As I always tell my 5th grade students in my Bible class, the closer we get to Jesus in the Bible, the more information we have written. So in the account of creation, we only get about two chapters in Genesis, but by the time we get to the New Testament, we have four whole books dedicated to one man’s life. Jesus.

Four books. Four different authors. Four different versions. Four different voices.

But they all put their own flavor to it. And that’s what makes them so special.

Matthew was a Jew, and really connected with the Jewish reader. The Jews knew the Old Testament writings, and therefore Matthew shows them in his book how Jesus is the Messiah that fulfills the prophecies they’ve read so many times.

Mark wrote to a Roman audience. He tells of the same wonderful Jesus, but is writing to people who aren’t as familiar with the Old Testament prophecies, so he doesn’t explain how Jesus fulfills those. Rather, he tells of Jesus’ many miracles, and points them to the true God – who is greater than their many gods.

Luke was a physician, so one of my favorites little tidbits about him, is that in the story of Peter chopping off a guy’s ear when they came to arrest Jesus, (Peter was a not a subtle dude), is that Luke is the only writer that mentions that Jesus puts the ear back on! You can read about it in Luke 22:51. Of course a doctor would take note of such a “surgery!”

And John, he wrote to the world!
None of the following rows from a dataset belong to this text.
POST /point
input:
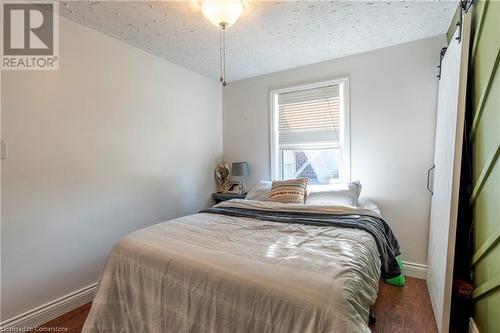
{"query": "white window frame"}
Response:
(345, 118)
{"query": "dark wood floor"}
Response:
(406, 309)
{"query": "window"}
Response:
(310, 133)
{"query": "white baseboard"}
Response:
(50, 310)
(417, 271)
(62, 305)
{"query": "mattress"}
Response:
(217, 273)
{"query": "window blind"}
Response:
(310, 118)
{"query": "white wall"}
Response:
(393, 97)
(115, 140)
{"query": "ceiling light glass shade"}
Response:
(222, 12)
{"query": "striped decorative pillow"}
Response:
(289, 191)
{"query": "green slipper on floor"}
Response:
(399, 280)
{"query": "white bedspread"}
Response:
(214, 273)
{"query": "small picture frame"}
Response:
(233, 186)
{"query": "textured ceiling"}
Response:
(271, 36)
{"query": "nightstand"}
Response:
(219, 197)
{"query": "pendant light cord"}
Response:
(222, 49)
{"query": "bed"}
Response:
(247, 266)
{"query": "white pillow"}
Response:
(364, 202)
(334, 195)
(260, 191)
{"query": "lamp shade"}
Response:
(239, 169)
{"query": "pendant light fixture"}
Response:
(222, 14)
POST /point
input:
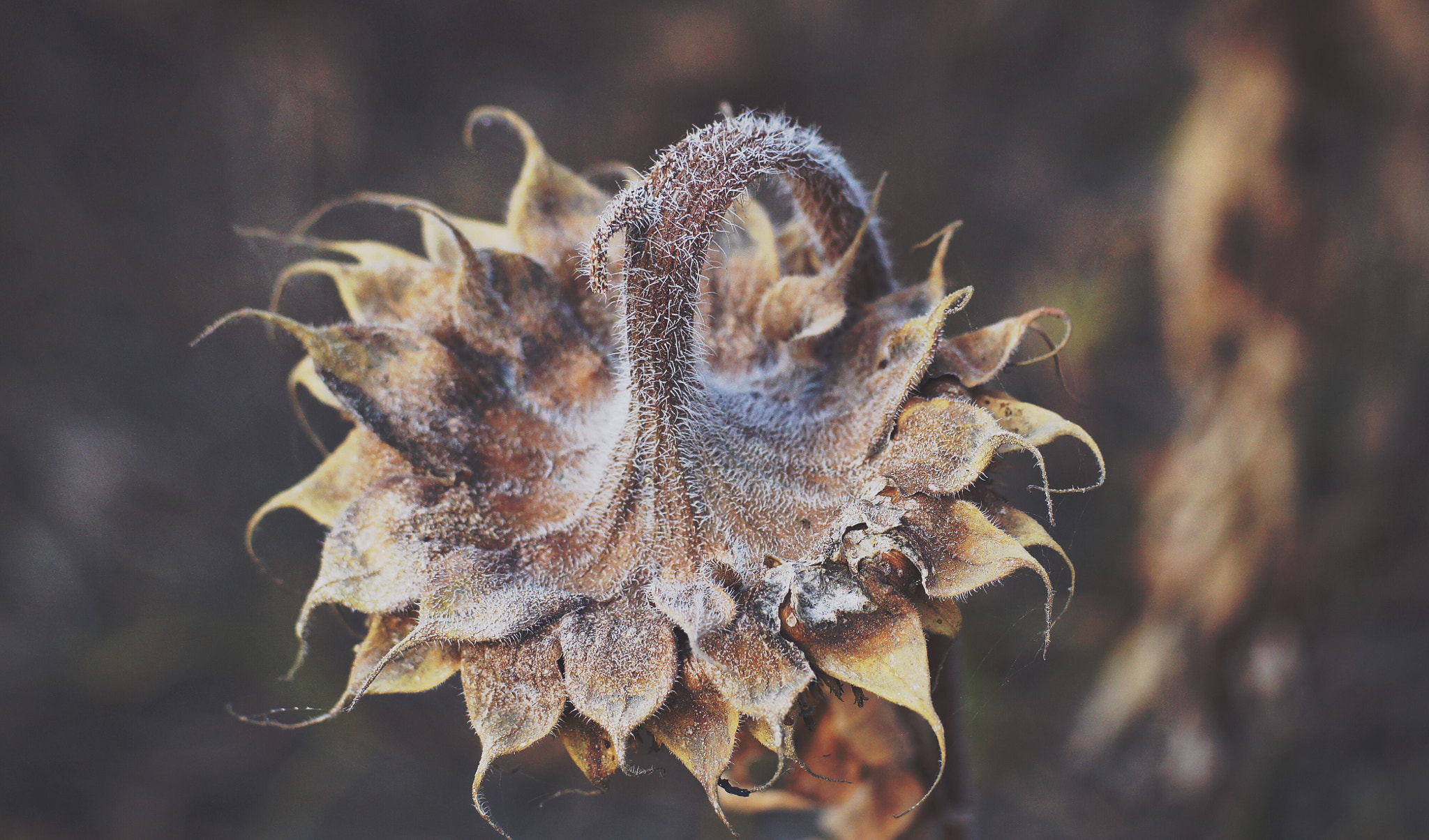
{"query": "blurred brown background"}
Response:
(1229, 196)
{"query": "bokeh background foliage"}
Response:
(1229, 196)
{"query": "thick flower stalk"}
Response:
(618, 483)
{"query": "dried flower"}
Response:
(665, 496)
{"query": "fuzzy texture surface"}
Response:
(653, 462)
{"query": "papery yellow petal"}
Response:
(590, 747)
(1038, 426)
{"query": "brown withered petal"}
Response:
(862, 631)
(422, 668)
(514, 695)
(620, 663)
(1038, 426)
(664, 488)
(964, 549)
(698, 726)
(942, 446)
(941, 616)
(590, 747)
(356, 465)
(978, 356)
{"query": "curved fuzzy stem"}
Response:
(669, 222)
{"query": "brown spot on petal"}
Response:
(874, 642)
(590, 747)
(698, 726)
(1038, 426)
(978, 356)
(422, 668)
(941, 446)
(619, 663)
(514, 696)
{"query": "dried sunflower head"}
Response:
(625, 485)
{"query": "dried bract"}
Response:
(672, 495)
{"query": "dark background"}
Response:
(136, 133)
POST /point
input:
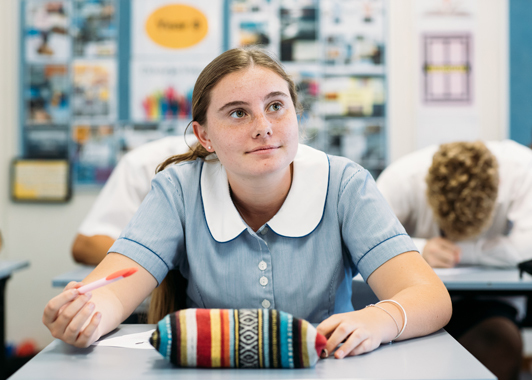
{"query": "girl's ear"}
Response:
(203, 137)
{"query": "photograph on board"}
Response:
(94, 28)
(47, 94)
(93, 155)
(46, 31)
(94, 92)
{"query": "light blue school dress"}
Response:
(333, 224)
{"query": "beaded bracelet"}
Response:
(390, 314)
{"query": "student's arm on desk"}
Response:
(82, 319)
(407, 279)
(91, 250)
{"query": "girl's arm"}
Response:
(82, 319)
(406, 279)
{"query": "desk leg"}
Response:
(3, 361)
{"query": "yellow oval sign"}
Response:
(177, 26)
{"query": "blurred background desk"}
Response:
(437, 356)
(466, 281)
(6, 269)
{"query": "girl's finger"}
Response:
(74, 327)
(327, 327)
(342, 331)
(69, 312)
(355, 339)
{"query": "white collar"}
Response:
(300, 213)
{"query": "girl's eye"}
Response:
(276, 107)
(238, 114)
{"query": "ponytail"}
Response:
(170, 295)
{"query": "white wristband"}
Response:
(404, 316)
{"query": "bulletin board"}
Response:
(100, 77)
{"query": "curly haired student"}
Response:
(253, 219)
(470, 203)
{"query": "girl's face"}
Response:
(251, 123)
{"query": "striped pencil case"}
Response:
(237, 338)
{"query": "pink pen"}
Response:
(118, 275)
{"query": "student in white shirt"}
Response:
(242, 197)
(122, 195)
(470, 203)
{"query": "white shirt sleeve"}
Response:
(128, 185)
(117, 202)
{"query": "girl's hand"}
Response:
(361, 331)
(67, 315)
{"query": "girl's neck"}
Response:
(258, 201)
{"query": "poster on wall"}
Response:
(353, 33)
(94, 92)
(94, 153)
(299, 31)
(94, 28)
(254, 23)
(162, 90)
(446, 110)
(47, 94)
(46, 141)
(46, 31)
(190, 29)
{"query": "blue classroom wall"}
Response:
(520, 31)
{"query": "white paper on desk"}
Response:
(138, 341)
(442, 272)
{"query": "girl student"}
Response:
(253, 219)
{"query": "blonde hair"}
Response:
(164, 298)
(462, 186)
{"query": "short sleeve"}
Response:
(154, 237)
(371, 232)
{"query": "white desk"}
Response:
(6, 269)
(437, 356)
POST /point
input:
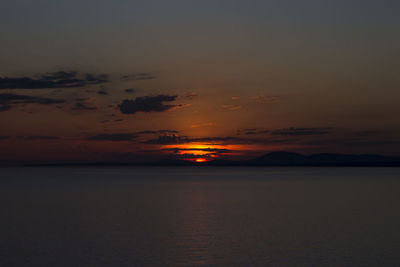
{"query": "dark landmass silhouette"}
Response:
(280, 158)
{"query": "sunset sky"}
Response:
(136, 81)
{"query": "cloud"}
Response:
(147, 104)
(303, 131)
(113, 137)
(7, 101)
(206, 124)
(231, 107)
(255, 131)
(139, 76)
(82, 106)
(60, 79)
(367, 133)
(190, 96)
(40, 137)
(265, 99)
(102, 92)
(216, 150)
(158, 132)
(129, 90)
(166, 140)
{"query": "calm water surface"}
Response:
(199, 216)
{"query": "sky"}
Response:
(123, 81)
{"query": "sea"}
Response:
(199, 216)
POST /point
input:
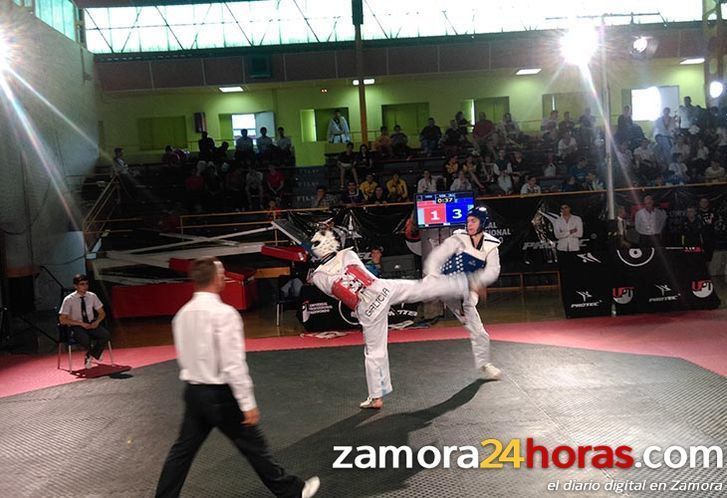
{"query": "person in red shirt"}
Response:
(482, 130)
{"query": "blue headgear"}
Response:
(480, 212)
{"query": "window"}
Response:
(648, 103)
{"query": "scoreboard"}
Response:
(440, 209)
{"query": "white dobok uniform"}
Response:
(345, 278)
(457, 254)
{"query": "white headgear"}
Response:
(324, 242)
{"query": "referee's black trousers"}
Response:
(209, 406)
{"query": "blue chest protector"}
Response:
(462, 262)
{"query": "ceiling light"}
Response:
(527, 71)
(715, 89)
(231, 89)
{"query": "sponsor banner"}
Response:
(585, 284)
(661, 279)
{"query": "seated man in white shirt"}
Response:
(649, 223)
(568, 230)
(208, 337)
(83, 312)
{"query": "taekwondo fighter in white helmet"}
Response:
(341, 274)
(465, 251)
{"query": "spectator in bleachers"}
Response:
(530, 187)
(567, 148)
(322, 198)
(551, 168)
(382, 145)
(379, 196)
(593, 182)
(587, 122)
(284, 148)
(170, 158)
(470, 167)
(399, 142)
(397, 188)
(462, 124)
(504, 180)
(677, 172)
(338, 131)
(213, 183)
(664, 128)
(549, 127)
(346, 163)
(567, 125)
(352, 196)
(429, 137)
(681, 147)
(244, 150)
(453, 139)
(364, 160)
(481, 132)
(700, 159)
(649, 223)
(194, 191)
(645, 161)
(220, 153)
(426, 183)
(570, 184)
(509, 129)
(274, 184)
(451, 168)
(579, 171)
(714, 173)
(489, 175)
(686, 116)
(368, 186)
(206, 146)
(254, 188)
(461, 183)
(264, 144)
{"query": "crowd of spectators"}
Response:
(567, 155)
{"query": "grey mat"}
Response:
(109, 437)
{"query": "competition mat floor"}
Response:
(108, 437)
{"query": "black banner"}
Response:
(525, 225)
(585, 284)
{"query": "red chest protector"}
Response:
(353, 281)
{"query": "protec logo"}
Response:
(623, 295)
(588, 258)
(636, 257)
(702, 288)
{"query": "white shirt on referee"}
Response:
(210, 344)
(568, 241)
(650, 222)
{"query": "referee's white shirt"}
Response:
(210, 344)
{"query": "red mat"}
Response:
(697, 336)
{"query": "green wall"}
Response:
(120, 112)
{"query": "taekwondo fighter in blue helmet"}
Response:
(470, 250)
(341, 274)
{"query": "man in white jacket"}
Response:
(341, 274)
(465, 251)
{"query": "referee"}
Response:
(208, 336)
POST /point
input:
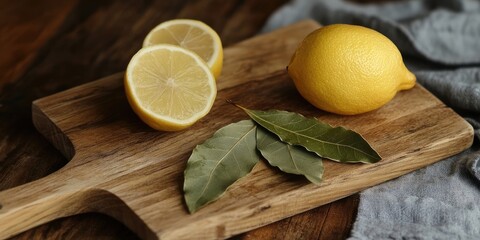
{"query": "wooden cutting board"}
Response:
(123, 168)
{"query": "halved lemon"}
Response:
(168, 87)
(193, 35)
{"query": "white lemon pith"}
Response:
(347, 69)
(192, 35)
(168, 87)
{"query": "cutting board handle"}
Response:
(38, 202)
(55, 196)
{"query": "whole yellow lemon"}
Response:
(348, 69)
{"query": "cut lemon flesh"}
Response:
(192, 35)
(168, 87)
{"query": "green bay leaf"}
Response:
(289, 158)
(335, 143)
(219, 162)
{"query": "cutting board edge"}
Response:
(265, 209)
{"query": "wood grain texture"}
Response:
(124, 169)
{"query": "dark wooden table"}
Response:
(49, 46)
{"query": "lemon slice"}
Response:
(168, 87)
(193, 35)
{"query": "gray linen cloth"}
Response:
(440, 42)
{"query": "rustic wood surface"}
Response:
(49, 46)
(124, 169)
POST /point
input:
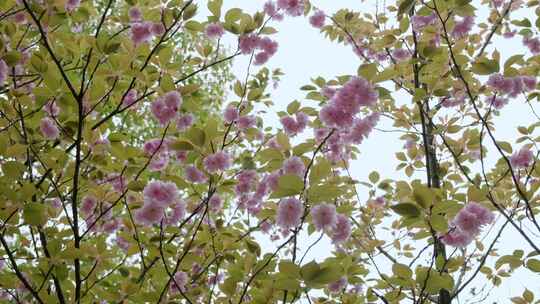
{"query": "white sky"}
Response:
(304, 53)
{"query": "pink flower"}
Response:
(149, 214)
(401, 54)
(72, 4)
(248, 43)
(160, 193)
(157, 29)
(215, 203)
(184, 121)
(361, 128)
(324, 216)
(289, 213)
(230, 114)
(456, 238)
(159, 162)
(20, 18)
(130, 98)
(338, 286)
(533, 44)
(292, 7)
(135, 14)
(218, 161)
(3, 71)
(261, 58)
(498, 102)
(268, 46)
(529, 82)
(246, 122)
(48, 128)
(214, 30)
(342, 229)
(178, 213)
(317, 19)
(522, 159)
(463, 27)
(333, 117)
(180, 281)
(328, 92)
(483, 215)
(194, 175)
(509, 34)
(141, 32)
(122, 243)
(294, 126)
(270, 8)
(51, 108)
(88, 204)
(294, 165)
(497, 3)
(467, 222)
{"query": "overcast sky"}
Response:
(304, 53)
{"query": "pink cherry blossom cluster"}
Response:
(251, 190)
(467, 224)
(462, 27)
(317, 19)
(161, 202)
(71, 5)
(217, 162)
(338, 145)
(289, 213)
(251, 42)
(325, 217)
(293, 126)
(3, 71)
(522, 158)
(165, 108)
(533, 44)
(214, 30)
(143, 31)
(512, 86)
(346, 103)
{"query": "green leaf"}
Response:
(319, 171)
(288, 185)
(374, 177)
(214, 6)
(196, 136)
(423, 195)
(405, 6)
(485, 66)
(233, 14)
(35, 214)
(402, 271)
(533, 264)
(406, 209)
(315, 275)
(181, 145)
(293, 107)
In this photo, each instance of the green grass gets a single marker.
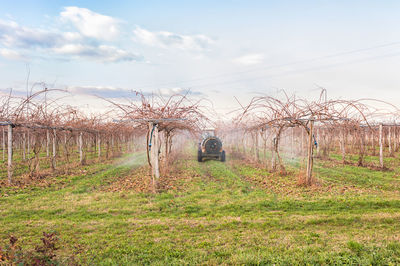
(224, 215)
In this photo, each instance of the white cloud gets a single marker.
(91, 24)
(167, 39)
(14, 35)
(103, 53)
(102, 91)
(249, 59)
(68, 44)
(10, 54)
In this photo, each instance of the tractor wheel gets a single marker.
(199, 156)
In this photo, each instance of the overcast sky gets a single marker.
(217, 49)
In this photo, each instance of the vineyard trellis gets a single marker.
(328, 120)
(40, 133)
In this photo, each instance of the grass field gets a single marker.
(211, 213)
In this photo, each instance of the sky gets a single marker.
(223, 51)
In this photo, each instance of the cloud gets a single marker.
(91, 24)
(166, 92)
(249, 59)
(167, 39)
(104, 53)
(110, 92)
(11, 54)
(14, 35)
(102, 91)
(16, 40)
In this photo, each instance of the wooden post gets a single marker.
(155, 161)
(381, 145)
(29, 144)
(153, 153)
(292, 144)
(53, 161)
(10, 153)
(47, 143)
(80, 148)
(23, 146)
(98, 146)
(310, 153)
(257, 151)
(4, 145)
(390, 141)
(343, 145)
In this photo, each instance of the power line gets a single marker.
(275, 66)
(291, 72)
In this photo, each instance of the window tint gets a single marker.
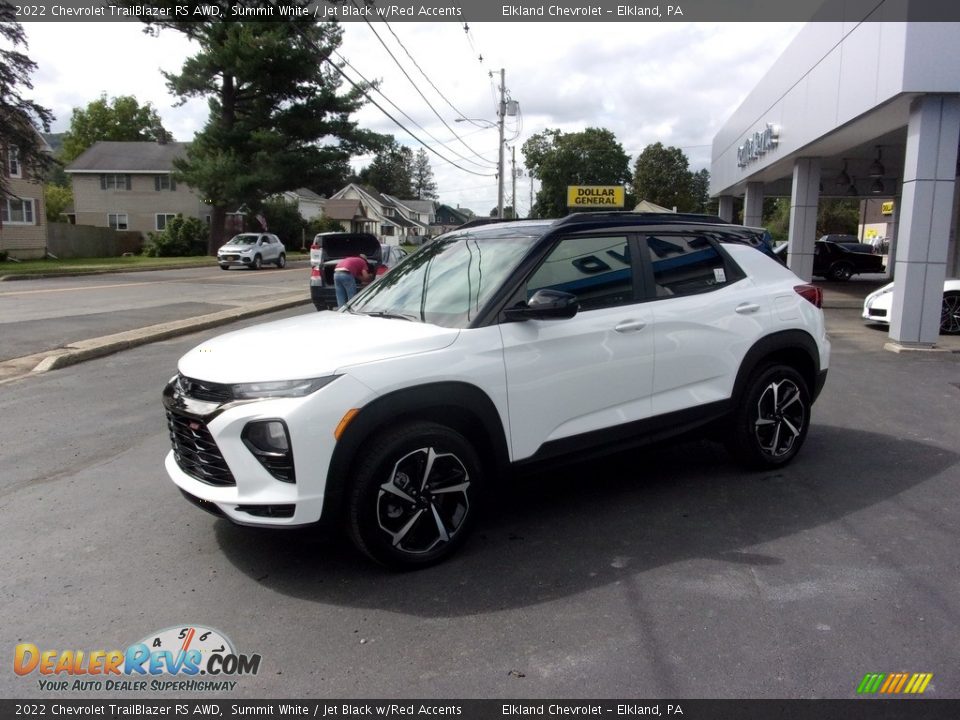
(595, 269)
(685, 264)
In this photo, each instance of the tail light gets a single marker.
(810, 293)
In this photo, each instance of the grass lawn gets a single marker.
(115, 264)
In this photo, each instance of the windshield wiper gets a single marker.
(388, 315)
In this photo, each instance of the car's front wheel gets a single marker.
(841, 271)
(950, 313)
(772, 417)
(414, 495)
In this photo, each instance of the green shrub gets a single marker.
(181, 237)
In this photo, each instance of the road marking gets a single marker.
(147, 282)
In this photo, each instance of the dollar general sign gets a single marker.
(594, 196)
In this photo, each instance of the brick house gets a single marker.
(130, 186)
(23, 222)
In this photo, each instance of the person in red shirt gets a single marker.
(347, 274)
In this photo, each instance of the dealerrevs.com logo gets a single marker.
(182, 658)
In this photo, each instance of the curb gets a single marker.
(83, 350)
(114, 271)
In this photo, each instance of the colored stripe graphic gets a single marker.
(894, 683)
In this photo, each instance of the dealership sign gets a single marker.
(595, 196)
(758, 145)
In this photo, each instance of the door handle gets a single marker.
(630, 326)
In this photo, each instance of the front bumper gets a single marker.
(248, 494)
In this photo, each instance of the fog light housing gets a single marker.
(269, 442)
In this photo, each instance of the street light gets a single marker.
(499, 126)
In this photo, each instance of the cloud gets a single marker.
(674, 83)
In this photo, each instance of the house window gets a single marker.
(17, 211)
(13, 162)
(164, 182)
(115, 181)
(163, 219)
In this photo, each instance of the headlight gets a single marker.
(280, 388)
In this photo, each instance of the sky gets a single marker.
(675, 83)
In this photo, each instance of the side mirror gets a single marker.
(545, 304)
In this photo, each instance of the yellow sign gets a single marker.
(595, 196)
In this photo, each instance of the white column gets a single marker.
(804, 199)
(726, 207)
(929, 177)
(753, 205)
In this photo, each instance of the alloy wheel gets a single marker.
(780, 419)
(424, 502)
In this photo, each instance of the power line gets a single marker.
(399, 109)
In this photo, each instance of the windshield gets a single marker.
(446, 283)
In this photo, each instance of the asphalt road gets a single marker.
(43, 314)
(666, 573)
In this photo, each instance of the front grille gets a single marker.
(204, 390)
(196, 451)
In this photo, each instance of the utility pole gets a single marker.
(513, 179)
(501, 113)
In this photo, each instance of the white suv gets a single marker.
(493, 347)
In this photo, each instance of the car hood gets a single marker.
(309, 346)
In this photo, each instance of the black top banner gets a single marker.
(491, 11)
(866, 709)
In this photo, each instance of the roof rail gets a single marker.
(639, 218)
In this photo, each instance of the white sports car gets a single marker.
(878, 304)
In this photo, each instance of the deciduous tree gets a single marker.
(662, 176)
(120, 118)
(591, 157)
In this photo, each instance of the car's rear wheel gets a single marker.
(772, 417)
(950, 314)
(414, 495)
(841, 271)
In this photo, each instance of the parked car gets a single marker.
(252, 250)
(326, 251)
(850, 242)
(878, 305)
(840, 261)
(507, 345)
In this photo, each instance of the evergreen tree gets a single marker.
(20, 117)
(391, 171)
(278, 118)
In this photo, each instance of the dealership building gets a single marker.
(870, 110)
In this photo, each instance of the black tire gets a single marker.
(841, 271)
(950, 314)
(772, 417)
(402, 517)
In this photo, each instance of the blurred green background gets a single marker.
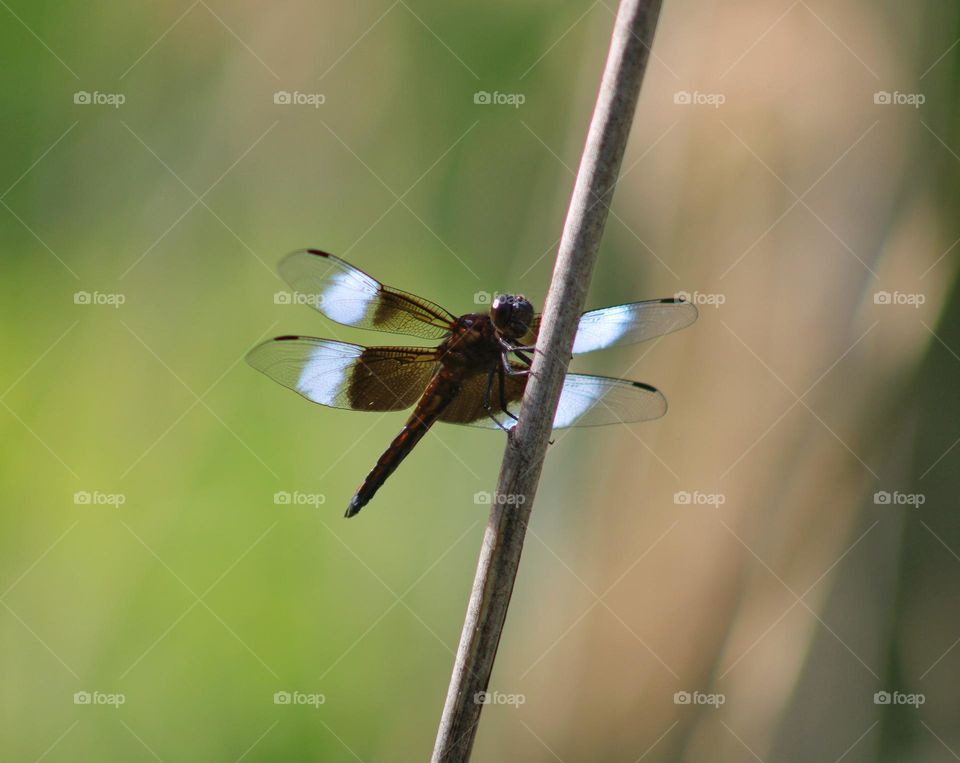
(796, 203)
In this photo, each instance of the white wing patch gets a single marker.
(348, 297)
(324, 375)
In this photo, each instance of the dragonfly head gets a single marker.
(512, 315)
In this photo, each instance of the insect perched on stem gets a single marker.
(475, 376)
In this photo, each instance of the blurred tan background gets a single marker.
(794, 166)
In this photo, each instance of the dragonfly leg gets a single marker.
(486, 399)
(509, 369)
(503, 394)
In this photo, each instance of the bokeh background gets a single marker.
(783, 600)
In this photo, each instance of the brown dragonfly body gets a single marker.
(475, 376)
(474, 347)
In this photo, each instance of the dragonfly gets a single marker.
(475, 376)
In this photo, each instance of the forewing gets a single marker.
(590, 401)
(626, 324)
(585, 401)
(343, 375)
(347, 295)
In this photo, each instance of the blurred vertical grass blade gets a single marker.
(503, 541)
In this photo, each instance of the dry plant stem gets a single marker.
(520, 472)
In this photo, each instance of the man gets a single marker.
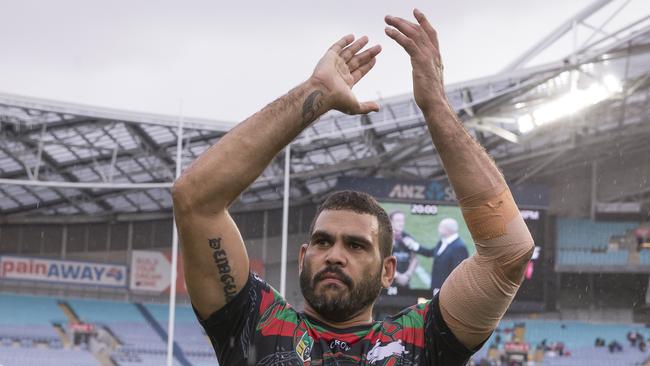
(447, 254)
(406, 260)
(347, 260)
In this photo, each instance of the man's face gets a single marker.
(397, 220)
(341, 267)
(442, 231)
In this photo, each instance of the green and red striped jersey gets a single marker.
(259, 328)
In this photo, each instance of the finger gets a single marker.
(363, 70)
(404, 41)
(363, 57)
(424, 23)
(403, 25)
(342, 43)
(366, 107)
(352, 50)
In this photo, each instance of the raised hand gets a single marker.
(421, 43)
(340, 69)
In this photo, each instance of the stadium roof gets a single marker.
(66, 159)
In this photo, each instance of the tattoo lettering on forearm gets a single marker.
(310, 108)
(225, 271)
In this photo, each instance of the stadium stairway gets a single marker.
(67, 343)
(178, 352)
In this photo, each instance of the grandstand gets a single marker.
(86, 212)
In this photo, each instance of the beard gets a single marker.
(342, 306)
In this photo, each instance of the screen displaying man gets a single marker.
(447, 254)
(406, 260)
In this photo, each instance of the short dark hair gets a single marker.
(361, 203)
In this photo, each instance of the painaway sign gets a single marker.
(72, 272)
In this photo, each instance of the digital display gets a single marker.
(419, 223)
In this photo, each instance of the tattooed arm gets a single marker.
(215, 259)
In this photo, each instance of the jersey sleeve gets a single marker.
(442, 347)
(231, 328)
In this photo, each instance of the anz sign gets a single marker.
(433, 191)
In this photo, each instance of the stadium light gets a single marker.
(570, 103)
He’s the one who wrote John 3:16, “For God so loved the world that he gave his one and only Son, that whoever believes in him shall not perish but have eternal life.” John has gotten the most post-Bible era press for this verse with the invention of the football end zone.

So basically, if God designed the Bible to be a collection of voices, and styles, and flavors, and audiences, and personalities, then having a sea of voices sharing about the same topic must not be so bad after all.

I guess it’s time I stop second-guessing the messages and stories I feel led to share, and get to work.

Sharing my words, even if I’m not the first (or the best) to write about the topic, is an act of obedience to the loving God who is able to use them for His glory!